I could really relate to David Domke’s Inside Higher Ed article today about time management. He talks about importance and urgency and how the urgent things seem to crowd out the less urgent things, even if they are both equally important. He talks about scheduling time for these less-urgent things so we don’t lose sight of them completely. And then he makes the observation that has worked for me:
Do different things on different days of the week.
Simple, huh? Well, it works!
Last semester I taught all five days of the week. (The schedule was set when I arrived on campus!) In and around that I had to find time for my ESL Director responsibilities. It seemed like they never got done because I was so busy teaching and doing all the associated work. I got done what I needed to, but I it always seemed to be rushed and under pressure.

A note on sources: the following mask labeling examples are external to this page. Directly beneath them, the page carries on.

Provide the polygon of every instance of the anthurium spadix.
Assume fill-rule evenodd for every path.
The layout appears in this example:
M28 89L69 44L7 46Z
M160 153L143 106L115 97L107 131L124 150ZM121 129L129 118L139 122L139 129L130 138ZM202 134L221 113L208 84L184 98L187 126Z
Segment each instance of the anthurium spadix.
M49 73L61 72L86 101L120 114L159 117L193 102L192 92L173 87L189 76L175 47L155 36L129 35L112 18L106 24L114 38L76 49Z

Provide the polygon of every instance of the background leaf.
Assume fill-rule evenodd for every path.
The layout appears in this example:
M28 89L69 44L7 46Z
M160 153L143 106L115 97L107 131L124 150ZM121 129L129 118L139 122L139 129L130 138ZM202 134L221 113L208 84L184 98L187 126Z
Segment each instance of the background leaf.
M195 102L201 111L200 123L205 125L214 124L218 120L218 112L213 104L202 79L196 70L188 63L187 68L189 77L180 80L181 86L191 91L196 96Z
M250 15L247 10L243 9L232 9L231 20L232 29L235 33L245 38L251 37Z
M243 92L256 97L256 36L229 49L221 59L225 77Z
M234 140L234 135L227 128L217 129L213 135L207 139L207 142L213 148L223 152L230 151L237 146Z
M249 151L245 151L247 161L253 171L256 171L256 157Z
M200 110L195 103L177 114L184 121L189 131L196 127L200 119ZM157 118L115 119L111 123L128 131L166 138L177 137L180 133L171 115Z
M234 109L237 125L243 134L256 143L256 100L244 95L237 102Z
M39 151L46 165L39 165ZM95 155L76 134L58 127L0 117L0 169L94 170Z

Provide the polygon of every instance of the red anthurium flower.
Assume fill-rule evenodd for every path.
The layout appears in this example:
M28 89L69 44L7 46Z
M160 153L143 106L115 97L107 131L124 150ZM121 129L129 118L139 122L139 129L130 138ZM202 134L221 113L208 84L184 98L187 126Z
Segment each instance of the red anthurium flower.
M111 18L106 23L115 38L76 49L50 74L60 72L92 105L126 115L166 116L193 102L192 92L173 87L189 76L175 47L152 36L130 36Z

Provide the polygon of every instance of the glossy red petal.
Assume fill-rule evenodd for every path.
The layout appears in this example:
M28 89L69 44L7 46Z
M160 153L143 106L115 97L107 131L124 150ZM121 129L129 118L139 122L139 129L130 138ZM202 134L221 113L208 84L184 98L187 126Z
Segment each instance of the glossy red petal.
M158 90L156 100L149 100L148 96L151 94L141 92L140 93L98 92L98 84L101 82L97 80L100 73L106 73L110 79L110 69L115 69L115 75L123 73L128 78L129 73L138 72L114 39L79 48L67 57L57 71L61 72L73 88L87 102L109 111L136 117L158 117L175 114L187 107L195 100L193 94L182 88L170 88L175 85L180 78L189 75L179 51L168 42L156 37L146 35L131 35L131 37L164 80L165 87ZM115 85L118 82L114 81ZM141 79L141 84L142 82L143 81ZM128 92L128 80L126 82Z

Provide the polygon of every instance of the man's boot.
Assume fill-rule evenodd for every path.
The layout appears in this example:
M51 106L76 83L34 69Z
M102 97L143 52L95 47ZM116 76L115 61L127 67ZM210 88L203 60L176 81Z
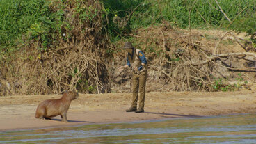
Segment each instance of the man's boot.
M138 108L137 110L135 111L135 113L143 113L144 109L143 108Z
M131 106L128 109L125 110L125 111L126 112L132 112L132 111L135 111L136 109L137 109L136 107L132 107L132 106Z

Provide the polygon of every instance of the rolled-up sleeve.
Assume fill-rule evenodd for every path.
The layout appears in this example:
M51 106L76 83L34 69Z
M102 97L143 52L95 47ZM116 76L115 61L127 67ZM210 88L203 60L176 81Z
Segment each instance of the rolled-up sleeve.
M144 64L147 63L147 58L146 58L146 57L145 57L144 54L141 51L140 51L138 52L138 57L139 57L140 60L141 61L141 63L143 63Z
M126 58L126 60L127 60L127 65L129 66L129 67L131 67L131 63L130 63L130 61L129 61L129 58L128 58L128 56Z

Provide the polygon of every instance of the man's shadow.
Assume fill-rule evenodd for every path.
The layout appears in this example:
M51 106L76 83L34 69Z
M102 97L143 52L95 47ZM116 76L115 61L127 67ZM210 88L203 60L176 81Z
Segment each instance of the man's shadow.
M156 115L165 115L170 116L181 116L181 117L187 117L187 118L202 118L204 116L195 115L179 115L179 114L173 114L173 113L156 113L156 112L144 112L145 113L150 114L156 114Z
M51 120L61 122L61 119L57 118L51 118ZM81 120L67 120L69 122L76 122L76 123L95 123L93 122L88 122L88 121L81 121Z

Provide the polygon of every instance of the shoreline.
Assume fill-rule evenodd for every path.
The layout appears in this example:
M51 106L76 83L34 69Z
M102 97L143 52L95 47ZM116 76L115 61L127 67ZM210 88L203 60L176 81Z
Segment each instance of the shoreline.
M47 130L85 125L162 120L256 113L254 91L147 93L145 112L127 113L131 93L79 94L71 102L67 121L35 118L39 102L61 95L0 97L0 132Z

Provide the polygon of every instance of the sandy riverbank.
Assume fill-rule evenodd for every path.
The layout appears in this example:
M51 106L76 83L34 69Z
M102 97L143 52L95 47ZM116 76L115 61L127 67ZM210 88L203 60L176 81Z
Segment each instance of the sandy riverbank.
M0 97L0 131L59 127L71 125L200 117L237 113L256 113L254 91L218 93L148 93L145 113L126 113L131 93L79 95L67 112L69 123L35 118L40 102L61 95Z

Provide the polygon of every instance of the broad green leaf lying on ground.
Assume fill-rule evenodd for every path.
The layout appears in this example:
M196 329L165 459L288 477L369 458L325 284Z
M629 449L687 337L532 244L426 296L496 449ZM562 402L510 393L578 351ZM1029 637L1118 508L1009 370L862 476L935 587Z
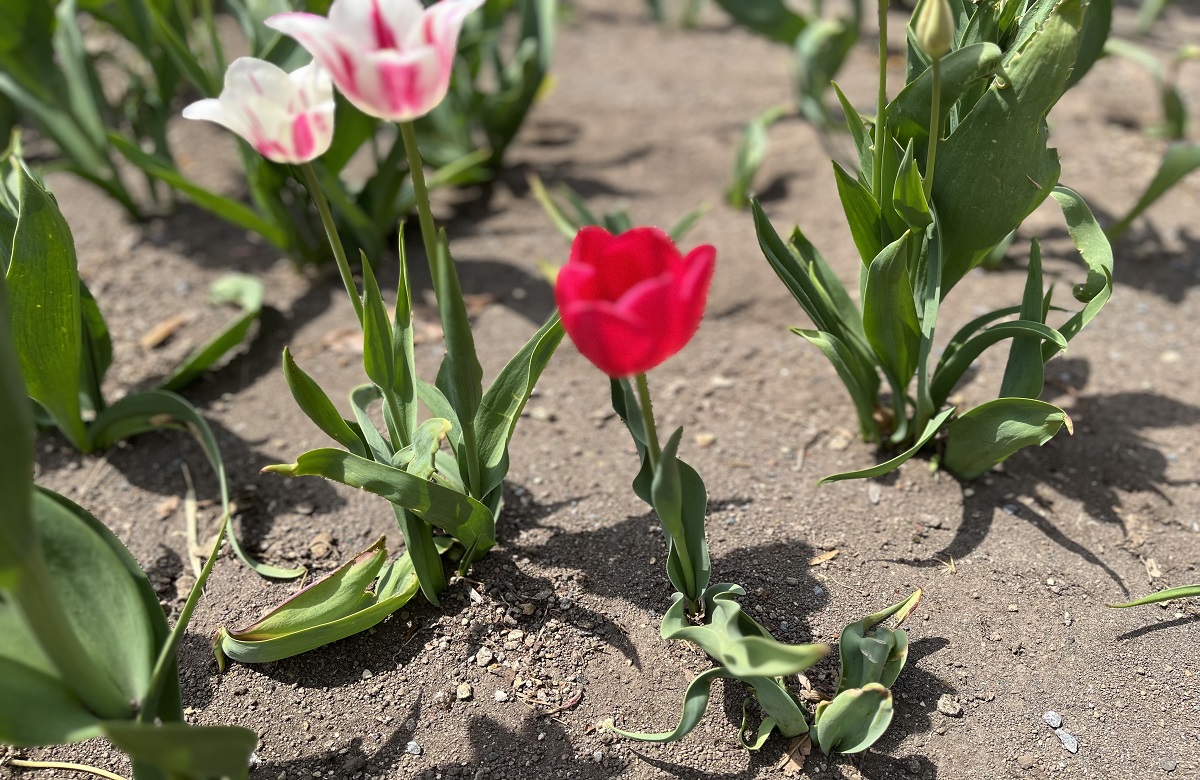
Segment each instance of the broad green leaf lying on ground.
M386 558L380 539L245 629L221 626L212 644L217 665L224 670L227 658L242 664L277 661L378 624L419 589L407 552L385 566Z

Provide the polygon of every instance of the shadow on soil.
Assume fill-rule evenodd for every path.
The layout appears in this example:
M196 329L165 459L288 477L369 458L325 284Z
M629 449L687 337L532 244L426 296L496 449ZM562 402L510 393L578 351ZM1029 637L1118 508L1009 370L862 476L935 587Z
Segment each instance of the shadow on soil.
M1048 374L1057 377L1055 385L1066 390L1061 396L1069 396L1048 394L1052 402L1064 404L1075 424L1074 434L1060 433L1045 446L1027 448L1009 458L1002 472L971 485L970 491L965 487L962 521L950 544L926 559L899 563L936 566L941 565L937 558L967 557L983 544L996 512L1002 511L1103 569L1122 593L1129 594L1108 564L1064 530L1068 518L1055 516L1055 503L1066 498L1081 505L1086 518L1123 527L1123 496L1150 493L1169 502L1165 487L1195 485L1195 480L1168 476L1177 454L1164 452L1147 433L1196 425L1200 408L1153 392L1082 395L1074 389L1086 383L1087 365L1081 361L1054 361Z

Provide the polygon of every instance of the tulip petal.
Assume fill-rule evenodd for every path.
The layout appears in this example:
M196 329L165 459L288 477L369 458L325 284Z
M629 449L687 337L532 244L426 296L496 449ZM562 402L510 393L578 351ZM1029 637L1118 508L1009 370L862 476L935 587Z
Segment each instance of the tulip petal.
M617 301L616 308L630 322L642 323L646 337L654 343L644 354L638 373L683 349L700 324L689 320L691 311L679 299L678 280L671 274L660 274L634 286Z
M337 89L347 97L358 92L358 52L348 43L354 38L340 35L330 19L296 11L276 13L268 17L263 24L295 38L300 46L308 49L312 59L330 72Z
M686 270L676 289L679 306L685 314L686 336L684 343L696 335L700 320L704 318L704 305L708 302L708 289L713 283L713 271L716 269L716 248L708 244L697 246L684 258Z
M571 242L571 257L566 262L566 268L583 263L600 266L604 260L604 251L612 244L613 235L596 224L588 224L580 228Z
M577 301L564 307L560 314L563 328L580 353L610 377L632 377L658 365L647 365L656 350L650 329L617 311L612 304Z
M618 300L638 282L666 271L678 257L679 250L658 228L634 228L614 236L600 260L604 298Z

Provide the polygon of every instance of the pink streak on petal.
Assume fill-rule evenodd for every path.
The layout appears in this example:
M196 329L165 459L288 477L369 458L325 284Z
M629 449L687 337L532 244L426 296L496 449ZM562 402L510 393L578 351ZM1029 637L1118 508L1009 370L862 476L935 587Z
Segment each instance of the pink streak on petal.
M383 18L383 13L379 11L379 0L371 0L371 29L376 36L376 48L377 49L395 49L398 48L396 36L391 28L388 26L388 22Z
M317 143L308 124L308 114L298 114L292 120L292 155L295 160L312 160Z
M562 317L578 350L610 377L641 373L653 360L654 343L646 338L644 324L608 304L580 301L562 310Z

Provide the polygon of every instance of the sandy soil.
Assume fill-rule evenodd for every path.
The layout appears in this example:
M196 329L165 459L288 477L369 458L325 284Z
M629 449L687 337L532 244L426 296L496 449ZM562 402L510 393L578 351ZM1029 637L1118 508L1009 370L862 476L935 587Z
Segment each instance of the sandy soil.
M896 31L904 22L892 18ZM1195 2L1170 7L1164 22L1147 42L1157 53L1200 40ZM1118 30L1129 29L1132 10L1122 7ZM580 0L560 36L554 90L512 148L511 169L487 190L440 200L466 290L496 299L476 322L485 373L551 312L536 263L568 250L530 197L528 174L565 181L599 208L626 204L647 223L714 204L686 241L719 250L707 320L652 376L661 425L686 426L683 457L708 482L714 576L743 583L746 607L796 642L835 641L847 622L916 587L926 593L890 731L865 755L814 757L804 776L1200 778L1198 605L1104 607L1200 581L1200 176L1117 246L1111 304L1049 367L1045 397L1068 409L1073 437L1024 451L973 485L917 460L883 480L817 487L820 476L878 454L852 434L853 408L833 370L788 332L804 316L762 259L749 216L720 203L742 125L790 98L787 50L731 29L715 11L698 30L656 29L638 0ZM839 79L864 109L874 95L871 46L856 49ZM1198 76L1184 71L1194 110ZM1150 77L1111 60L1051 116L1063 184L1105 221L1157 166L1164 144L1141 132L1157 110ZM220 166L228 138L182 122L175 132L193 144L205 176L236 191L235 170ZM828 158L848 150L841 136L786 121L772 133L758 181L776 227L799 222L847 278L858 260ZM212 280L240 270L266 282L257 341L186 391L217 431L247 544L313 572L380 534L398 544L382 499L258 473L325 445L288 396L284 346L334 397L364 382L336 278L299 275L260 241L191 208L128 224L86 186L64 176L50 184L116 342L114 397L164 373L227 316L204 304ZM1051 276L1078 281L1055 210L1030 220L1012 257L1031 235L1046 240ZM428 277L415 250L422 293ZM383 266L386 289L395 263ZM984 304L1018 302L1021 266L972 274L948 300L942 332ZM137 346L179 312L192 319L173 341ZM422 317L433 326L427 308ZM439 354L427 335L425 376ZM960 388L966 403L995 392L1003 360L982 361ZM413 605L365 635L218 674L216 628L250 622L295 588L223 558L181 650L190 718L258 730L262 763L251 776L266 780L781 776L774 767L785 740L757 754L736 742L737 685L718 684L708 716L678 744L647 746L596 728L606 718L667 727L690 676L708 666L658 635L670 596L665 547L629 490L636 461L607 394L604 377L565 344L517 430L500 544L452 584L442 608ZM712 443L701 446L697 434ZM196 446L164 433L103 456L80 456L53 436L40 448L40 481L114 528L176 613L193 582L182 512L164 504L185 490L181 464L202 497L215 497ZM204 509L210 526L216 517ZM314 544L323 539L332 550ZM833 560L809 565L833 550ZM830 689L835 672L827 661L809 677ZM456 697L461 683L469 700ZM1051 709L1078 737L1078 754L1042 721ZM407 752L412 742L420 755ZM104 745L40 755L128 772Z

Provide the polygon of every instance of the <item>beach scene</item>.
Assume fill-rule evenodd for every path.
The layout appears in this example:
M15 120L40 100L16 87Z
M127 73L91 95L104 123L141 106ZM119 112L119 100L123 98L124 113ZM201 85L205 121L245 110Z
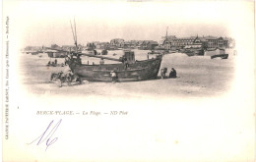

This semester I am teaching Monday-Wednesday-Friday classes. I dedicate Tuesdays and Thursdays to the director part of my job. And it has made all the difference in the world. I feel so much better about what I am doing. I think I am more productive, too. Of course, I will sometimes look at student papers on those days, but I do it knowing I am stealing the time from what I should be doing.
If, like me, you have some parts of your professional life that seem to never get the time and attention they deserve, you might try this. You may not be able to control your teaching schedule, but there has to be some time in your day that you can set aside for those other activities. It isn’t perfect, of course, but it has really made a big difference for me this semester.